En nuestro artículo 27 constitucional, uno de los pilares majestuosos del constitucionalismo social, se consigna que el dominio originario de las tierras y aguas comprendidas dentro de los límites del territorio nacional corresponde a la nación y que ésta tiene el derecho de transmitirlo a lo particulares, constituyéndose la propiedad privada.
De acuerdo con este principio emanado del Congreso Constituyente de 1917, la propiedad privada tiene su matriz jurídica en los derechos inherentes a la nación y por tal razón el interés general debe prevalecer sobre los intereses particulares. Las razones vertidas por el ilustre diputado constituyente de origen poblano Pastor Rouaix en el libro Génesis de los artículos 27 y 123 de la Constitución Política de 1917 no dejan lugar a dudas acerca de este señalamiento.
Ello explica por qué en la Carta Magna se faculta al Estado para imponer a la propiedad privada las modalidades que dicte el interés público y realizar expropiaciones por causa de utilidad pública mediante indemnización. Ambas instituciones no son ajenas a la práctica imperante en el ámbito supranacional, pues se encuentran reconocidas en los sistemas normativos existentes en los países del hemisferio occidental, incluyendo a Estados Unidos.
La expropiación, pues, está investida de una indiscutible legitimidad filosófica, jurídica, política y social. En modo alguno se trata de un acto intrínsecamente abusivo, arbitrario o caprichoso, encuadrable en la máxima latina que reza: sic volo, sic jubeo, sic ratione voluntas (así lo quiero, así lo ordeno, sirva mi voluntad de única razón”).
Debido a lo anterior resulta a todas luces inaudito e inexplicable el repudio que Calderón mostró hacia esta figura propia del derecho nacional y del derecho internacional, tanto en la Cumbre de las Américas como inmediatamente después de haberse difundido la noticia sobre las determinaciones adoptadas por el gobierno argentino respecto a la empresa Repsol, equiparándola a una acción propia de gobiernos autoritarios.
Su actitud refleja un clarísimo desdén en relación a una de las decisiones políticas fundamentales consagradas en la Ley Suprema; evidencia también un franco menosprecio a las decisiones soberanas instrumentadas por el pueblo de México mediante el ejercicio de la facultad de expropiación, cuyo emblema indiscutible es la histórica nacionalización de la industria petrolera efectuada por el gobierno del presidente Lázaro Cárdenas.
Si tales expresiones no tienen atenuante alguna, tampoco la tienen los conjuros contra la expropiación que hicieron algunos de los candidatos presidenciales, quienes de esta forma están renunciando anticipadamente a una atribución en la que se condensa la preminencia de lo público sobre lo privado y cuya derogación sólo puede provenir de un nuevo congreso constituyente.
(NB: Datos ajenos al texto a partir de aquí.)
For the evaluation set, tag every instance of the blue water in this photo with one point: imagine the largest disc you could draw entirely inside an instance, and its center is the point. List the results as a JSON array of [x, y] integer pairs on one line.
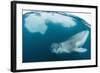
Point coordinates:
[[36, 47]]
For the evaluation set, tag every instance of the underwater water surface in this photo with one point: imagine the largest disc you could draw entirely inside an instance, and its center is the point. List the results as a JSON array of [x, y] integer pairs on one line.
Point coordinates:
[[55, 36]]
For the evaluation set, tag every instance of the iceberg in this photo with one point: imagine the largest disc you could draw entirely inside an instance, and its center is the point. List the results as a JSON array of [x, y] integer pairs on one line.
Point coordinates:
[[36, 21], [73, 44]]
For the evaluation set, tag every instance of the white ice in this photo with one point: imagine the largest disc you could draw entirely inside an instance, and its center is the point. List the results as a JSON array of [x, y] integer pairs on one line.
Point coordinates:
[[36, 23], [74, 44]]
De haberse tomado el tiempo necesario para reposar el pensamiento, meditar y sopesar detenidamente sus palabras, se habrían visto reflejados en el espejo de la presidenta Cristina Fernández. En su momento, ella y su marido, Néstor Kirchner, votaron a favor de la ley que privatizó la empresa pública Yacimientos Petrolíferos Fiscales y concentró el control de los hidrocarburos en manos de Repsol. Es ante la falta de inversiones de la empresa española, la caída de la producción y la necesidad de garantizar el autoabastecimiento de los combustibles, que la ahora primera mandataria se ve obligada a revertir la medida privatizadora a través de la institución jurídica de la expropiación.
La experiencia argentina pone en perspectiva, por un lado, que las realidades políticas son siempre cambiantes, y por el otro, que en éstos y otros menesteres constitucionales lo adecuado, lo sensato, es proceder con extrema cautela, caminar con pies de plomo y no darle patadas al pesebre.